The initial guidance for fiscal year 2026 was slightly below consensus expectations, though InvestingPro analysis shows that 9 analysts have recently revised their earnings upward for the upcoming period. Analysts attributed this conservative outlook to the new Chief Financial Officer’s commentary, which suggested a potential further deterioration in the macroeconomic environment beyond what Elastic NV has experienced so far.
Despite the cautious guidance, Citi analysts observed that the net revenue retention (NRR) and billings growth remained stable compared to the previous quarter, indicating underlying growth in the mid-to-high teens. They see potential for the company to exceed its guidance, which currently suggests a deceleration to 11% year-over-year in constant currency.
The analysts adjusted their estimates down by two percentage points but remain optimistic about the stock. They cited reasonable enterprise value to free cash flow multiples and the potential for increased monetization of Generative AI as factors supporting their Buy rating.
In other recent news, Elastic NV released its fourth-quarter fiscal year 2025 results, reporting total revenues of $388.4 million, which surpassed expectations.

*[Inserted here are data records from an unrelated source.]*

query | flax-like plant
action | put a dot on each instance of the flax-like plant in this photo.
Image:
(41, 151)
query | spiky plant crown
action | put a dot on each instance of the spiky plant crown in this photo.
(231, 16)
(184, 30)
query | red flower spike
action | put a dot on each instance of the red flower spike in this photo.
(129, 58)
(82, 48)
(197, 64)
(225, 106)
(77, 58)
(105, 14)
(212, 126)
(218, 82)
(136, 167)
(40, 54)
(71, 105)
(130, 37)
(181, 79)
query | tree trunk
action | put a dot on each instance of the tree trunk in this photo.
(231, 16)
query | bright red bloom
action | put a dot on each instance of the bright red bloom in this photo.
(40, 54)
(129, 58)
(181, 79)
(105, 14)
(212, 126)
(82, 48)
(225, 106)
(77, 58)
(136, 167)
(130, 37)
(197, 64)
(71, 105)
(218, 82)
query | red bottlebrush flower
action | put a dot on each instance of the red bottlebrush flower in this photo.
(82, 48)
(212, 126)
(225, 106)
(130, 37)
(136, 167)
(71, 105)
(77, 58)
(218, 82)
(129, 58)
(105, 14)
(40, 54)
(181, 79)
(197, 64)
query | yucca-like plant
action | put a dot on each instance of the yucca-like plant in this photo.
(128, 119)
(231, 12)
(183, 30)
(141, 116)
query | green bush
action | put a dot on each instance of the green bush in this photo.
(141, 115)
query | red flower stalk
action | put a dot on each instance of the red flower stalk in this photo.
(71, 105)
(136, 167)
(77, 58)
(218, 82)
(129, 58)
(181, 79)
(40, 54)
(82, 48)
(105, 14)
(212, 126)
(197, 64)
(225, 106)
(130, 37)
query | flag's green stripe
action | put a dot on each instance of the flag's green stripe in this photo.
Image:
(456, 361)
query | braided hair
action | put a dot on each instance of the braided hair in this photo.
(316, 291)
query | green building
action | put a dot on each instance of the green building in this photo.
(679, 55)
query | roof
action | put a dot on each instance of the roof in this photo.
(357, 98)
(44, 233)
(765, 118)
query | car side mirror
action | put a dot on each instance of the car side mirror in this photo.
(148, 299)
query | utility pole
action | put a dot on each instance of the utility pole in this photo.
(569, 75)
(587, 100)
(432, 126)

Despite this, the company provided a revenue forecast for fiscal year 2026 that fell short of market expectations, citing macroeconomic pressures and challenges within the U.S. public sector. Analysts have responded with mixed adjustments to their price targets. DA Davidson maintained a Neutral rating with a $75 target, while TD Cowen lowered its target to $90, citing a miss in cloud revenue. RBC Capital also adjusted its target to $115, maintaining an Outperform rating, while Wedbush reduced its target to $110, also with an Outperform rating. Cantor Fitzgerald cut its price target to $92, keeping a Neutral rating due to a mixed financial quarter and longer sales cycles in the U.S. Federal business. Elastic’s management remains optimistic about its sales execution and enterprise customer base, identifying Generative AI as a potential growth driver. However, analysts express caution, noting the need for Elastic to demonstrate a recovery in its cloud business and navigate macroeconomic challenges effectively.